West African Verse had a compilation of African great poets; from Lenrie Peters’, "We Have Come Home", to “Africa my Africa” by David Diop. Diop’s poem stuck to my ‘medulla oblongata’ like no other poem - it kindled a great sense of pride of the continent. From my classroom in 3B I could stare at the cricket pitch of my school, look beyond the teachers quarters and go on a journey across Africa. I had not physically left Agege but could mentally picture Diop’s Africa and that of most writers in West African Verse. Who would not fall for Diop’s words “Africa, tell me Africa, Is this your back that is unbent, This back that never breaks under the weight of humiliation...” I could relate to those words.

Most of the women I saw at Agege Market carried heavy loads and still stood straight. I can remember mother making me carry heavy loads of hot rice as we made our way to Adebowale Electrical Company Isheri Road, Ikeja and each time I complained of the cooked rice being too heavy for my fragile weight, she would state words eeringly similar to those in Diop’s poem. “the back of a well brought up child should always be unbent”. My mum did not go past “standard 4” - whatever that was, and she never read Diop’s poem, but she knew from experience about the unbent back of Africans - even under the weight of heavy burdens, sometimes imposed by fellow Africans.

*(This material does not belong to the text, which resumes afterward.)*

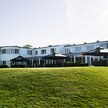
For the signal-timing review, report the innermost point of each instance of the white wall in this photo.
(58, 49)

Africans shuffle on, stand our ground and fight when we need to resist but keep hope alive, keeping our heads straight, chins up and make damn sure our backs remain unbent.
I still wonder why Mrs Oladipupo was fixated with poetry.

When it came to reading prose, the works of Shakespeare, Charles Dickens and others, she taught in a mechanical way, more like “I am teaching you this because it is in the syllabus” and to think she schooled in the United Kingdom, the home of Shakespeare but she treated Shakespeare with disdain. As soon as that yellow book “West African Verse” came out for the lesson, her humanity always blossomed. We each had a copy of the book provided by the State (O yes by the state government). You see, I was one of the lucky few who benefited from the programmes of the Unity Party of Nigeria led by Chief Obafemi Awolowo. The then Lagos State Governor Lateef Jakande had implemented the party policy of free and quality education and yes, it was truly free - we were supplied text books, mathematical sets, and every thing we needed for our education. I remember going for a debate in Oyo state, and my counterpart with whom I struck a friendship taught me a nonsensical poem coined from the ‘BIG Exercise book’ – a writing book (40, 60 and 80 leaves) issued for free to school children – Bola Ige Governor, Ede times (x) ede remi (c)koni iya segun elere Boolu odabo odabo kayode.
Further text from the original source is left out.